Das Handy ist Teil unserer Privatsphäre. Warum wir es trotzdem leichtfertig hergeben, haben zwei Forscherinnen untersucht.

Könnten Sie mal kurz Ihr Handy entsperren und es mir geben? Ich muss damit schnell nach nebenan gehen und etwas nachschauen.“ Würden Sie dieser Bitte nachkommen?

Das Handy ist unser intimster Begleiter.
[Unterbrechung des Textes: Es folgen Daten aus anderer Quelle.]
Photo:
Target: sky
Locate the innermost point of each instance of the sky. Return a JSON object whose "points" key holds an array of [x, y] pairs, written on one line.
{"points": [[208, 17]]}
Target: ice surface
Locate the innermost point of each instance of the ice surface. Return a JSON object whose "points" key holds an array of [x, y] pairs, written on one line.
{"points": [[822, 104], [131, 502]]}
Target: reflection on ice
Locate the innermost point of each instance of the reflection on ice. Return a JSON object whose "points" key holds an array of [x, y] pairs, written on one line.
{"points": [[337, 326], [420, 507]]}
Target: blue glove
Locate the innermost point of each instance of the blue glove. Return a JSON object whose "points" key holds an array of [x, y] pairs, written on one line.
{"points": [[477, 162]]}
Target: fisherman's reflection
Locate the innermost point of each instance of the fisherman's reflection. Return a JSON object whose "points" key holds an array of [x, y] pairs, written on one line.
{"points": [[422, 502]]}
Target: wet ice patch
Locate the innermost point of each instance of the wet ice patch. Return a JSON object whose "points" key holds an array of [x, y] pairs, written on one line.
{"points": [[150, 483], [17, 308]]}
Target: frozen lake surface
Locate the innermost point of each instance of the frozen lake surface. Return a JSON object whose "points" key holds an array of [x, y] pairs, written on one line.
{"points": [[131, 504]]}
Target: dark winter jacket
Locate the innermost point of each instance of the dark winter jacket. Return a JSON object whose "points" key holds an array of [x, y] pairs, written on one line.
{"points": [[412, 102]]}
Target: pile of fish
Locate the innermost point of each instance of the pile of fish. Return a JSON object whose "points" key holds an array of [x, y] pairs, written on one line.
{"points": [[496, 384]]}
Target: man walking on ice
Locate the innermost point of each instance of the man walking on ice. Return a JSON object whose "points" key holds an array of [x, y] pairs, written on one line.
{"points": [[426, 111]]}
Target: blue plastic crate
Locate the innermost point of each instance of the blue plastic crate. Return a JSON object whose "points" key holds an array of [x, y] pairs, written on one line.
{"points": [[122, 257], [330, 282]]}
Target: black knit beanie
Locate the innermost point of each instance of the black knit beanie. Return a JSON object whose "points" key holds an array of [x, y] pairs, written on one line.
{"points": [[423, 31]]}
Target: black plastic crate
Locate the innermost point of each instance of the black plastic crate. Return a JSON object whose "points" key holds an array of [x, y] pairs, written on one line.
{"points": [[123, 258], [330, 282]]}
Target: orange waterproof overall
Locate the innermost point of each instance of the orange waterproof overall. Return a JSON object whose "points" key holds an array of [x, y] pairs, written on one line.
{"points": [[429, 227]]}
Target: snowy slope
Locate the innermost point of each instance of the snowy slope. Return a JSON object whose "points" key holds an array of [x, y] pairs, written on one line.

Es speichert die Namen und Adressen unserer Freunde, auch unsere E-Mails und Textnachrichten, Fotos, häufig sogar ein lückenloses Bewegungsprofil. Deshalb gerät es ins Visier von polizeilichen Ermittlern. Beschlagnahmen und durchsuchen darf die Polizei das Handy eines Beschuldigten allerdings nur mit einem richterlichen Durchsuchungsbefehl – oder aber wenn der Besitzer es ihnen freiwillig übergibt und gegebenenfalls per PIN oder Fingerabdruck entsperrt. Selbst wer meint, er habe nichts zu verbergen, sollte sich gut überlegen, ob er seine Intimsphäre freiwillig entblößt.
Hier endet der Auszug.